Fear plays a major part in the beginning of his origin story. He’s going to be pushed into a world – all the characters, Rey [Daisy Ridley] and Poe Dameron [Oscar Isaac] – are going to be pushed into a world they don’t exactly understand at the beginning. So as a new generation, it’s going to be an education for us.
What does it feel like getting the call that they want you for a Star Wars movie?
It felt really good but it wasn’t a call – it was face to face, which I really loved. JJ told me to come down to Mayfair and speak to him in a restaurant. We spoke about the whole audition process and what he sees in me and then broke it to me that I was going to be the new star in Star Wars. At that moment everything just froze. The world was just perfect for that split second. I got to share the news with family, friends, agents, managers, all that kind of stuff, it was great.
He told you the part was yours then and there?
No, he was telling me he was interested. We had a meeting prior but it was just about the creative content and coming into the auditions. So once approved, after the seven months [of auditions] where I was like ‘guys, I can be a part of your $4 billion dollar purchase’, they offered me the part, which was fantastic.

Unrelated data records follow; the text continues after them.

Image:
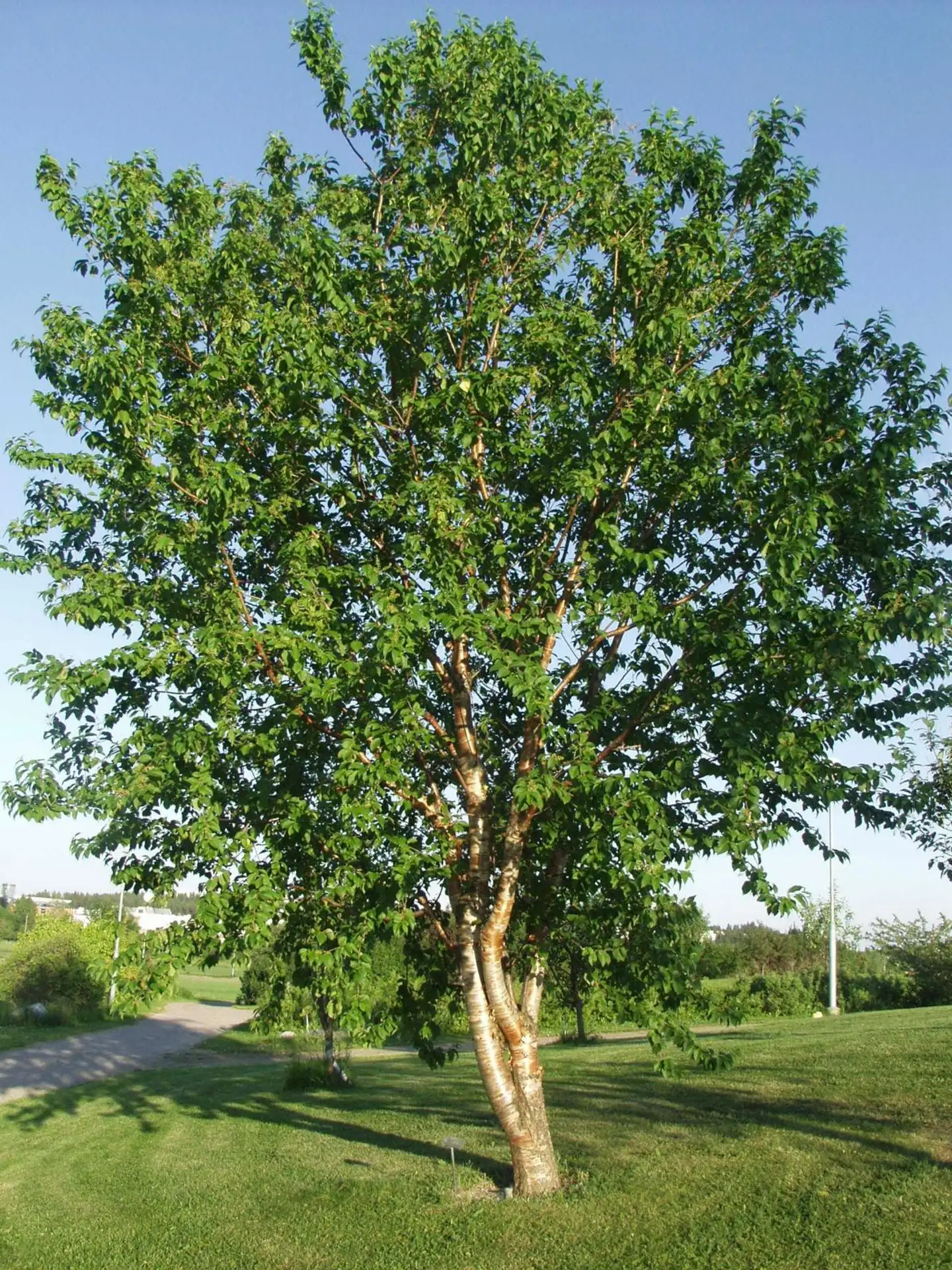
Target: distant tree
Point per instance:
(492, 480)
(922, 952)
(815, 923)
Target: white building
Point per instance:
(155, 919)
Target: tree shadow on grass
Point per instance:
(590, 1104)
(240, 1095)
(716, 1108)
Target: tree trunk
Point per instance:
(328, 1029)
(512, 1078)
(578, 1002)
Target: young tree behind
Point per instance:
(489, 482)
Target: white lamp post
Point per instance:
(116, 952)
(833, 1006)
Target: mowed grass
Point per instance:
(829, 1144)
(206, 986)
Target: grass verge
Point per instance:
(828, 1146)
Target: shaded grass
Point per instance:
(828, 1146)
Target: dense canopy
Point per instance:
(481, 538)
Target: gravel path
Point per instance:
(95, 1056)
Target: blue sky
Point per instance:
(205, 81)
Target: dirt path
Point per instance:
(95, 1056)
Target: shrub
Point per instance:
(923, 952)
(51, 964)
(785, 995)
(859, 992)
(257, 980)
(311, 1074)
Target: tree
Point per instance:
(479, 532)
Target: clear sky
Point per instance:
(205, 81)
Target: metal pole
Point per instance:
(833, 1006)
(116, 952)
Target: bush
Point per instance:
(859, 992)
(311, 1074)
(923, 952)
(51, 964)
(257, 980)
(785, 995)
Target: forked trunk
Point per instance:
(513, 1081)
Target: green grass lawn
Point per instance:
(17, 1035)
(829, 1144)
(196, 984)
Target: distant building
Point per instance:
(50, 905)
(155, 919)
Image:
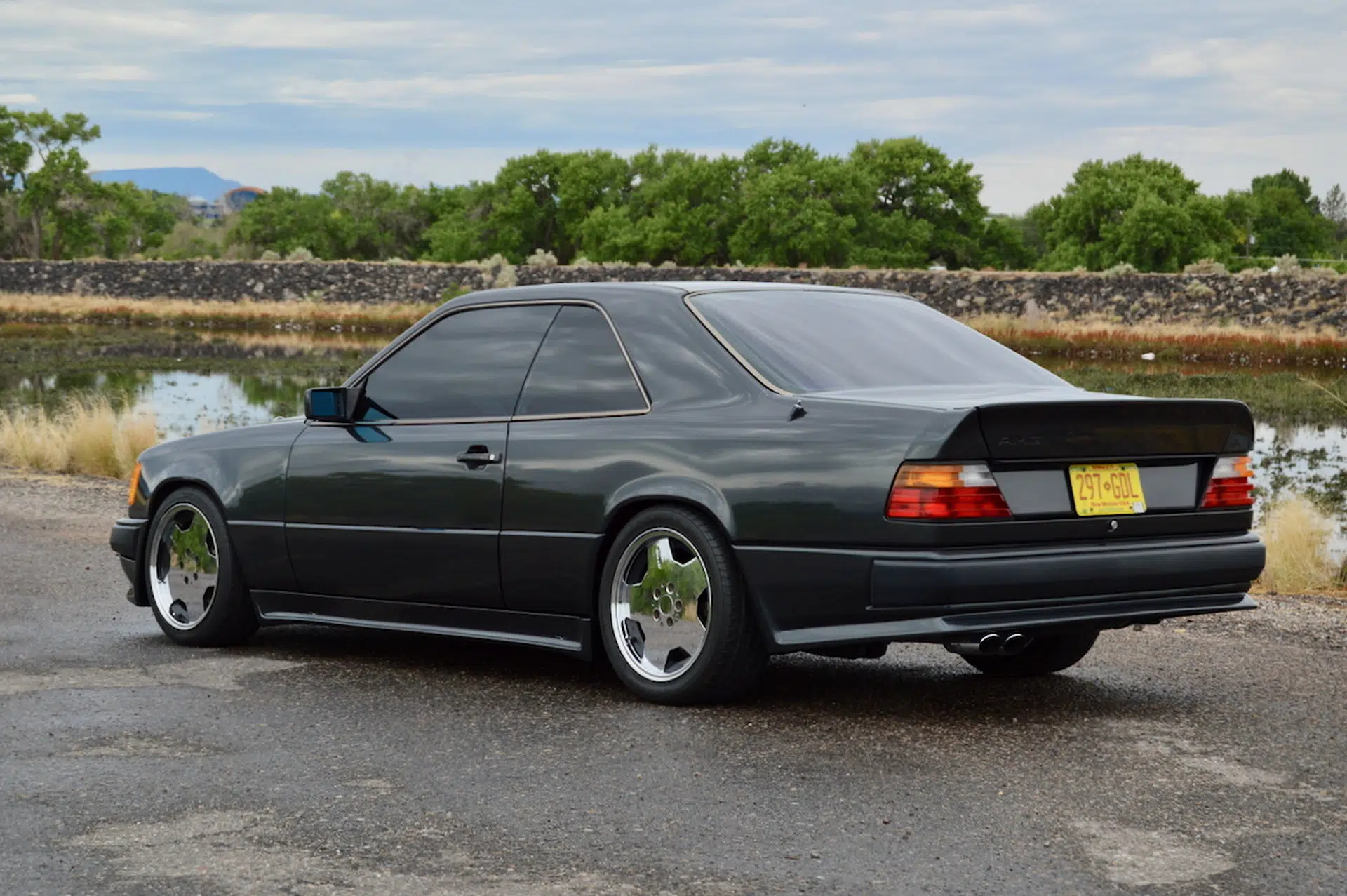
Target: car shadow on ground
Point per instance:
(912, 682)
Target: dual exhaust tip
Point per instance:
(993, 644)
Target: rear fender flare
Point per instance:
(676, 490)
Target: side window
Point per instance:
(581, 370)
(468, 364)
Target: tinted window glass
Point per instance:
(805, 341)
(581, 370)
(469, 364)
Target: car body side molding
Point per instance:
(565, 634)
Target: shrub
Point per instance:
(1287, 266)
(1296, 534)
(1206, 266)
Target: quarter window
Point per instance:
(581, 370)
(468, 366)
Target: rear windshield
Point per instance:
(815, 341)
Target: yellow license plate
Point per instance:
(1108, 490)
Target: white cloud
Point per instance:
(909, 112)
(114, 73)
(260, 30)
(307, 168)
(973, 18)
(636, 83)
(795, 23)
(170, 115)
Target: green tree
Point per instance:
(682, 208)
(798, 208)
(286, 219)
(1136, 210)
(127, 220)
(925, 208)
(1285, 218)
(58, 196)
(1335, 209)
(15, 154)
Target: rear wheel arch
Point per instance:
(729, 657)
(626, 511)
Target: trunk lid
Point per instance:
(1013, 423)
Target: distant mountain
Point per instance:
(201, 182)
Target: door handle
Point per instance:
(478, 456)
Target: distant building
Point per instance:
(205, 209)
(239, 197)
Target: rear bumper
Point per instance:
(126, 543)
(810, 597)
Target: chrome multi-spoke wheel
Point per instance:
(660, 604)
(673, 613)
(184, 561)
(187, 565)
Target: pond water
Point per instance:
(197, 385)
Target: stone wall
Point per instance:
(1249, 298)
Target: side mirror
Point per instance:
(330, 405)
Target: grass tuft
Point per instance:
(1296, 534)
(86, 436)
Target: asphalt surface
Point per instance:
(1207, 756)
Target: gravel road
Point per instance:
(1202, 756)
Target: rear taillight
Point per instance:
(946, 492)
(1231, 484)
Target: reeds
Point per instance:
(1228, 347)
(85, 436)
(297, 314)
(1296, 534)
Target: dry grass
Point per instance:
(1233, 345)
(1104, 326)
(1296, 534)
(85, 436)
(246, 314)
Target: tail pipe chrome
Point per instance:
(992, 644)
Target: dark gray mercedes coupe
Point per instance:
(697, 476)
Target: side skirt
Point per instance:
(566, 634)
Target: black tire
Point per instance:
(229, 617)
(732, 657)
(1044, 655)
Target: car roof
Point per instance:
(673, 288)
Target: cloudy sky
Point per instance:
(279, 93)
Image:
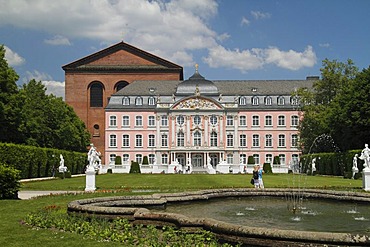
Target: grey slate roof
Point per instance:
(225, 87)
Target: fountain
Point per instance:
(151, 210)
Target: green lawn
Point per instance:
(178, 182)
(14, 233)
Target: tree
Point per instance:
(349, 114)
(47, 121)
(8, 88)
(319, 103)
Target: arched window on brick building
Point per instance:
(119, 85)
(96, 94)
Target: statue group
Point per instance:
(93, 157)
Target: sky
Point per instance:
(228, 39)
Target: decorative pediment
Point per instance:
(196, 103)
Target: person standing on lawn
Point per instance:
(260, 181)
(255, 176)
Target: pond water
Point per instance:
(272, 212)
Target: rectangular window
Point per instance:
(138, 121)
(112, 141)
(151, 141)
(164, 140)
(269, 158)
(268, 120)
(230, 140)
(268, 140)
(281, 120)
(256, 158)
(294, 140)
(256, 141)
(139, 158)
(151, 121)
(281, 140)
(125, 121)
(255, 121)
(180, 139)
(243, 120)
(229, 120)
(164, 159)
(243, 140)
(126, 141)
(139, 141)
(112, 121)
(294, 121)
(164, 120)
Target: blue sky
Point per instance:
(230, 40)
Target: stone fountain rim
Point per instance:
(134, 209)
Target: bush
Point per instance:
(118, 160)
(135, 167)
(267, 168)
(9, 182)
(145, 160)
(251, 160)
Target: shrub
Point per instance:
(135, 167)
(118, 160)
(145, 160)
(267, 168)
(9, 182)
(251, 160)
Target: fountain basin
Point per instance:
(144, 210)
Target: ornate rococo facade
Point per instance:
(136, 104)
(199, 125)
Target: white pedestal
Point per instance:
(90, 179)
(366, 179)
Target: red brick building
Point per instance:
(90, 81)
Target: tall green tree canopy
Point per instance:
(29, 116)
(8, 88)
(328, 108)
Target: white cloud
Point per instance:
(58, 40)
(256, 58)
(13, 58)
(291, 60)
(325, 45)
(244, 22)
(172, 29)
(260, 15)
(241, 60)
(165, 26)
(52, 87)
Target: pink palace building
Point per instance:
(202, 126)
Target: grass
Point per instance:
(14, 233)
(178, 182)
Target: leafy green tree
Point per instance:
(8, 88)
(47, 121)
(319, 103)
(349, 114)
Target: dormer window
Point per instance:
(294, 100)
(139, 101)
(281, 100)
(242, 100)
(126, 101)
(151, 100)
(255, 100)
(268, 100)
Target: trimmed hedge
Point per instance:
(9, 182)
(35, 162)
(135, 167)
(334, 164)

How did it feel at that point?
It felt really, really good, because I was so tired from going through that whole process. Reaping the benefits of it was just amazing.
How confident had you been until then that you had it in the bag?
I think you’ve always got to be. I’m not going to go in there doubting myself, I may as well not go. So I was definitely confident about doing the best I can. Actually booking the part, that’s something I kind of control. It must have been something they saw so I’m happy I did the work.
You were born 25 years after the original came out. Talk about your own relationship to the Star Wars universe.
The Phantom Menace came out in 1999 and I got a figurine, the Darth Maul one. I went back and watched the movies and realised that this figure came from an actual world.
Little did I know he didn’t have the biggest part in it but he exposed me to all these other characters like Obi-Wan, Anakin, all those guys. Off that I went to watch the originals in the technical [right] order and I was sold. They started bringing out comic books, video games, all that kind of stuff, and I got into it in general.
When did you know you wanted acting to be your life?
When I wasn’t good at football.
I drew some sort of attention from people in school when I tried acting out. As a child the only thing I could understand about positive feedback was laughter. So if I could make people feel loose enough and relaxed enough to laugh I knew I had something. I’d talk about certain family members and do re-enactments of things they used to do.
I used to think ‘you know what, I quite like this feeling’. That’s what it was for a long time until I heard people actually get paid for it.
So you had performance in you all along and you were just waiting to find it?
I think so. I think there’s something there that just chose to be the talent I wanted to explore, and I’ve explored it to the point that I’m in a Star Wars movie. That’s not a bad run at all.